Preparation time: 10 minutes
Cooking time: 15 minutes
• Ragi (finger millet) flour: three tbsps
• Carrot : ¼ cup
• Capsicum : ¼ Cup
• Green Peas : ¼ Cup
• Cabbage : ¼ Cup
• Cauliflower : ¼ Cup
• Tomatoes : ¼ Cup
• Onions : ¼ Cup
• Green chilies : three Nos
• Water : three cups
• Salt : ¾ tsp or as wanted
• Pepper powder : ½ tsp
• Ajinomoto (Chinese salt) : a pinch (optionally available)
• Garlic : 5 to six pods
• Coriander leaves : for garnishing
• In a pan, boil three cups of water on medium flame with a lid on it.
• Add diced carrots, diced capsicum, inexperienced peas, shredded cabbage ¼ cup every.
• Then add chopped cauliflower ¼ cup, 2 chopped tomatoes and 2 chopped onions.

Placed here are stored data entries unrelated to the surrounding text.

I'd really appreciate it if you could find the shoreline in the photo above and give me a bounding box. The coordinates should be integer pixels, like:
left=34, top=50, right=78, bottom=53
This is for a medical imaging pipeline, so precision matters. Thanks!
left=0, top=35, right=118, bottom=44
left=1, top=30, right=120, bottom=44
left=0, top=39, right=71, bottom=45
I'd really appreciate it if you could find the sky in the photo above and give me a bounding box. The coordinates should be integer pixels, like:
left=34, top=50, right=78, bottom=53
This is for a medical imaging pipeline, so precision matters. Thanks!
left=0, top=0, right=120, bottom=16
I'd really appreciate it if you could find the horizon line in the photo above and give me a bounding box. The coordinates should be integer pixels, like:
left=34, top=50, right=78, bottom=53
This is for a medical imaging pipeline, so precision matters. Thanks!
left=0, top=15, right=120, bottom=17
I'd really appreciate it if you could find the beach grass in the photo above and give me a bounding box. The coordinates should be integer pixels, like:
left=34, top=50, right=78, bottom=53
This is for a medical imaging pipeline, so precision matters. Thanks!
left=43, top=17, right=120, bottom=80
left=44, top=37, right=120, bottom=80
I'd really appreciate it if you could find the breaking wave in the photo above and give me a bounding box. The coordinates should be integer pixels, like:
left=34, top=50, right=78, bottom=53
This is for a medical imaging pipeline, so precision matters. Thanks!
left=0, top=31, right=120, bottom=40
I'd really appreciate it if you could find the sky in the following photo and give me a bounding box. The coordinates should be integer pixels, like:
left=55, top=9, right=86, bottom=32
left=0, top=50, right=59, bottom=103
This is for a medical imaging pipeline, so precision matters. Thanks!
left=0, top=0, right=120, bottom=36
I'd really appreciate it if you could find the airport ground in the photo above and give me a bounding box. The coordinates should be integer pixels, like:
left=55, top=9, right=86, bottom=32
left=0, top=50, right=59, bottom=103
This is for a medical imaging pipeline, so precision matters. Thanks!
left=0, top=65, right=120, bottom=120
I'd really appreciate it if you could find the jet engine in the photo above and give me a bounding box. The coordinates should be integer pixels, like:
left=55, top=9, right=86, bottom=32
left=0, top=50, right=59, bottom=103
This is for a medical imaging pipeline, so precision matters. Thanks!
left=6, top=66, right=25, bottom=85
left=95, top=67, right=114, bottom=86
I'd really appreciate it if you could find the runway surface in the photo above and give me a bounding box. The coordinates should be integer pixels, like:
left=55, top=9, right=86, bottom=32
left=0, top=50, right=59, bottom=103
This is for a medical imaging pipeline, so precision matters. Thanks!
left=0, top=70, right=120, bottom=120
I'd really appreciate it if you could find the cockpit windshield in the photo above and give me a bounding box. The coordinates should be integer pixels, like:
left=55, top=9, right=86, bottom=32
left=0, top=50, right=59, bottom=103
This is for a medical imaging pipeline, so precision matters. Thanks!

• Now add three chopped inexperienced chilles,boil all of them for 10 minutes on medium flame with a lid on in.
• In a bowl, combine three tablespoons of ragi flour with some water to keep away from forming of lumps after we add it to the boiling veggies.
• Now add it to boiling veggies stirring it repeatedly and combine it completely to keep away from lumps.
• Cook it for some extra time and then add 5 to six chopped garlic pods.
• Place a lid and let it cook dinner on low flame for a few extra minutes.
• Now, add some spring onions too.
• And then add ¾ teaspoon of salt or as wanted and ½ teaspoon of pepper powder.
• If you need a Chinese flavour to the soup add a pinch of Chinese salt (Ajinomoto).
• Then, squeeze half a lime to it.
• Switch off the flame.
• Garnish it with some coriander leaves.
• Serve sizzling, tasty, and tremendous healthy soup.